JAKARTA: Le président indonésien Prabowo Subianto et son homologue français Emmanuel Macron ont discuté à Paris du renforcement de leur coopération dans le domaine de la défense, a indiqué Jakarta mercredi.

Prabowo Subianto a été reçu mardi par son homologue Emmanuel Macron à l'Elysée, et ont "discuté du renforcement de la coopération stratégique", selon un communiqué du gouvernement indonésien.

"Cela inclut l'acquisition d'équipements militaires et le renforcement de l'industrie de la défense", précise le document, citant la France comme un partenaire stratégique de l'Indonésie en Europe.

Les dirigeants sont également convenus de coopérer en matière de "transition énergétique et de développement des énergies nouvelles et renouvelables", peut-on y lire.

Les autorités françaises n'ont pas à ce stade communiqué sur cette rencontre qui intervenait au lendemain d'une visite du président indonésien à Moscou.

L’Indonésie a reçu fin janvier ses trois premiers avions de combat Rafale de fabrication française, dans le cadre d'un contrat de 8,1 milliards de dollars portant sur l’achat de 42 appareils à la France.

Depuis l'arrivée au pouvoir de Prabowo Subianto, l'Indonésie cherche à rajeunir son équipement militaire vieillissant.

Lors de la visite du président français Emmanuel Macron à Jakarta l'année dernière, le ministre français des Armées de l'époque, Sébastien Lecornu, a affirmé que l'Indonésie avait signé une lettre d'intention pour l'achat de nouveaux avions Rafale à la société française Dassault Aviation, sans préciser les chiffres ni le calendrier.

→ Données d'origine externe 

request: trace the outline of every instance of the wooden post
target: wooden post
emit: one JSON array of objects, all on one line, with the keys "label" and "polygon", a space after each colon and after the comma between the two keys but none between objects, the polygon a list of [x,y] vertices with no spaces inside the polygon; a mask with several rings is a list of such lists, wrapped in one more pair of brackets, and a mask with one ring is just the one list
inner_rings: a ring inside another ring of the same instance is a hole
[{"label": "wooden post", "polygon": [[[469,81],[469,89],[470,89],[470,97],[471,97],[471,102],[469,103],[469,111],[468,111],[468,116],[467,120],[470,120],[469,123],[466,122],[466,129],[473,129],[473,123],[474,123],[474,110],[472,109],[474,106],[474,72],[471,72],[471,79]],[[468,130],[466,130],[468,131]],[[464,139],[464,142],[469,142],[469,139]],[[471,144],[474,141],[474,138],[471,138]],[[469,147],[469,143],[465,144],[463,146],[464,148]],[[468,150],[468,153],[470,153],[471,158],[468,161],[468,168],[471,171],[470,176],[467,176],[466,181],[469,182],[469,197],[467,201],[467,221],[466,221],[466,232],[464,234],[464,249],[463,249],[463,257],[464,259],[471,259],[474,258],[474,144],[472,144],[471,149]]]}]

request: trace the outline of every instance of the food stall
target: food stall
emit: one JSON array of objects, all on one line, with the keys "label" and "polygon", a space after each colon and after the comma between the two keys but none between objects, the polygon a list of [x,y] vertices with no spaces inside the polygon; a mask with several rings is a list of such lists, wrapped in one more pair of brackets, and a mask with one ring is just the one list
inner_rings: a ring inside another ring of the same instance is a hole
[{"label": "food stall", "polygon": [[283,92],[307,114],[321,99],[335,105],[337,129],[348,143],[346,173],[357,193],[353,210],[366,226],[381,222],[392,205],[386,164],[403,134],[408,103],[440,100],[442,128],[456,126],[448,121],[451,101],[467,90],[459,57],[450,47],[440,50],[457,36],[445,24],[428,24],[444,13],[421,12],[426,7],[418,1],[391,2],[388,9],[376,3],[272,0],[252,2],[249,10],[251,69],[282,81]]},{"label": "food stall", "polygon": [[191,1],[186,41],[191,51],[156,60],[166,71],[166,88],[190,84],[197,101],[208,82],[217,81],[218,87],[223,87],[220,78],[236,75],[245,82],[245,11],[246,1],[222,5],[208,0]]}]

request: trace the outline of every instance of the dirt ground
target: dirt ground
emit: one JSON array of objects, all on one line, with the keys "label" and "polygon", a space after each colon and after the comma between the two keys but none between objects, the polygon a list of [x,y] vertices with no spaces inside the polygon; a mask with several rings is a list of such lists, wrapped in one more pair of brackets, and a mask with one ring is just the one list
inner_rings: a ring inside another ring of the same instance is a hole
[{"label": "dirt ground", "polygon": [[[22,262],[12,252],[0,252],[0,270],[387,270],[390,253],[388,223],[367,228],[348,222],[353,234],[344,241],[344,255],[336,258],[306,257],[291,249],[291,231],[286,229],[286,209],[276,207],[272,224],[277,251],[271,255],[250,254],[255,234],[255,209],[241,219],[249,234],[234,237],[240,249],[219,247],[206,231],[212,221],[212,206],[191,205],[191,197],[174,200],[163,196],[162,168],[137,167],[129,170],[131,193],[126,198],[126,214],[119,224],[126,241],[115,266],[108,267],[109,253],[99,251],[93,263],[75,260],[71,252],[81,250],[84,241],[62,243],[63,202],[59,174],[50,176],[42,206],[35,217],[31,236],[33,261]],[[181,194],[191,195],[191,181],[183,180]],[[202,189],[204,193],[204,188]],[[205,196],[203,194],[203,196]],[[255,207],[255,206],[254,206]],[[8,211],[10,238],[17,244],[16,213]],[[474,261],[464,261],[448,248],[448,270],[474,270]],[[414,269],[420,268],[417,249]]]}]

Selon lui, l'Indonésie s'est également engagée à acheter des frégates légères et des sous-marins Scorpène, ainsi que des obusiers Caesar et des munitions au groupe franco-allemand KNDS.

Lundi, le président indonésien s'est entretenu pendant cinq heures avec Vladimir Poutine au Kremlin, d'où il s'est envolé directement pour Paris, selon la même source.

Les deux ont discuté du "renforcement de leur partenariat stratégique, en particulier dans les secteurs de l'énergie, des ressources minérales et du développement industriel national".

Prabowo Subianto, qui s'est récemment rendu en Corée du Sud et au Japon, multiplie les visites à l'étranger.

Jakarta défend une position diplomatique non alignée. Le pays a rejoint l'an dernier le bloc des Brics+, une alliance élargie de pays émergents, aux côtés de la Chine et de la Russie. L'Indonésie fait également partie du "Conseil de Paix" de Donald Trump.